Cite as: https://hdl.handle.net/11858/00-001M-0000-0010-831B-8

Abstract

The Receptor Tyrosine kinase (RTK) and TGF-β signaling pathways play essential roles during development in many organisms and regulate a plethora of cellular responses. From the genome sequence of Strongylocentrotus purpuratus, we have made an inventory of the genes encoding receptor tyrosine kinases and their ligands, and of the genes encoding cytokines of the TGF-β superfamily and their downstream components. The sea urchin genome contains at least 20 genes coding for canonical receptor tyrosine kinases. Seventeen of the nineteen vertebrate RTK families are represented in the sea urchin. Fourteen of these RTK among which ALK, CCK4/PTK7, DDR, EGFR, EPH, LMR, MET/RON, MUSK, RET, ROR, ROS, RYK, TIE and TRK are present as single copy genes while pairs of related genes are present for VEGFR, FGFR and INSR. Similarly, nearly all the subfamilies of TGF-β ligands identified in vertebrates are present in the sea urchin genome including the BMP, ADMP, GDF, Activin, Myostatin, Nodal and Lefty, as well as the TGF-β sensu stricto that had not been characterized in invertebrates so far. Expression analysis indicates that the early expression of nodal, BMP2/4 and lefty is restricted to the oral ectoderm reflecting their role in providing positional information along the oral–aboral axis of the embryo. The coincidence between the emergence of TGF-β-related factors such as Nodal and Lefty and the emergence of the deuterostome lineage strongly suggests that the ancestral function of Nodal could have been related to the secondary opening of the mouth which characterizes this clade, a hypothesis supported by functional data in the extant species. The sea urchin genome contains 6 genes encoding TGF-β receptors and 4 genes encoding prototypical Smad proteins. Furthermore, most of the transcriptional activators and repressors shown to interact with Smads in vertebrates have orthologues in echinoderms.

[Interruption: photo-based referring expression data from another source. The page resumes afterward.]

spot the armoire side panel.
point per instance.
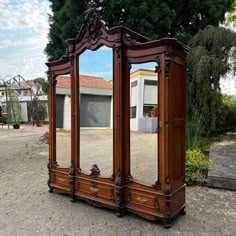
(177, 123)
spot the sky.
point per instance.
(24, 31)
(23, 37)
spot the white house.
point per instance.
(96, 101)
(143, 97)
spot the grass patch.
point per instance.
(205, 143)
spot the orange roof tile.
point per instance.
(86, 81)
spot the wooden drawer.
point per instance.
(143, 200)
(95, 189)
(61, 179)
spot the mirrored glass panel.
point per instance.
(63, 120)
(96, 113)
(143, 122)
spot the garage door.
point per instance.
(59, 110)
(95, 111)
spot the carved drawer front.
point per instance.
(98, 190)
(143, 200)
(61, 180)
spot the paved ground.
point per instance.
(222, 173)
(26, 207)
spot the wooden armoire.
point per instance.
(163, 200)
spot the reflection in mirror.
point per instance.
(96, 113)
(143, 122)
(63, 121)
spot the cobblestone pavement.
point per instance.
(222, 172)
(26, 207)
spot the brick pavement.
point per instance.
(26, 207)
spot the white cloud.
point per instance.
(7, 68)
(27, 14)
(23, 29)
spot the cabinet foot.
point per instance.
(183, 212)
(167, 223)
(119, 212)
(50, 190)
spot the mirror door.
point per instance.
(96, 110)
(63, 121)
(143, 122)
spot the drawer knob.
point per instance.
(93, 190)
(141, 200)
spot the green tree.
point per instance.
(65, 23)
(231, 16)
(212, 56)
(44, 83)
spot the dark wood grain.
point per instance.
(165, 199)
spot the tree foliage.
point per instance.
(231, 16)
(44, 83)
(211, 57)
(152, 18)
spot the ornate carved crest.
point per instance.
(95, 170)
(158, 67)
(157, 185)
(129, 178)
(167, 65)
(129, 41)
(92, 23)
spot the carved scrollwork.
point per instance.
(157, 185)
(129, 41)
(156, 204)
(95, 170)
(54, 82)
(129, 179)
(118, 178)
(55, 164)
(167, 65)
(158, 66)
(92, 23)
(167, 185)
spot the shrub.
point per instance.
(229, 106)
(196, 167)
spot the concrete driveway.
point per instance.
(27, 209)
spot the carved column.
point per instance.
(121, 126)
(72, 166)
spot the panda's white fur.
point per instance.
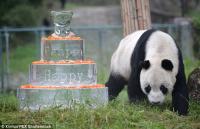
(151, 65)
(120, 61)
(159, 46)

Finally, the sea urchin genome contains an almost complete repertoire of genes encoding extracellular modulators of BMP signaling including Chordin, Noggin, Sclerotin, SFRP, Gremlin, DAN and Twisted gastrulation. Taken together, these findings indicate that the sea urchin complement of genes of the RTK and TGF-β signaling pathways is qualitatively very similar to the repertoire present in vertebrates, and that these genes are part of the common genetool kit for intercellular signaling of deuterostomes.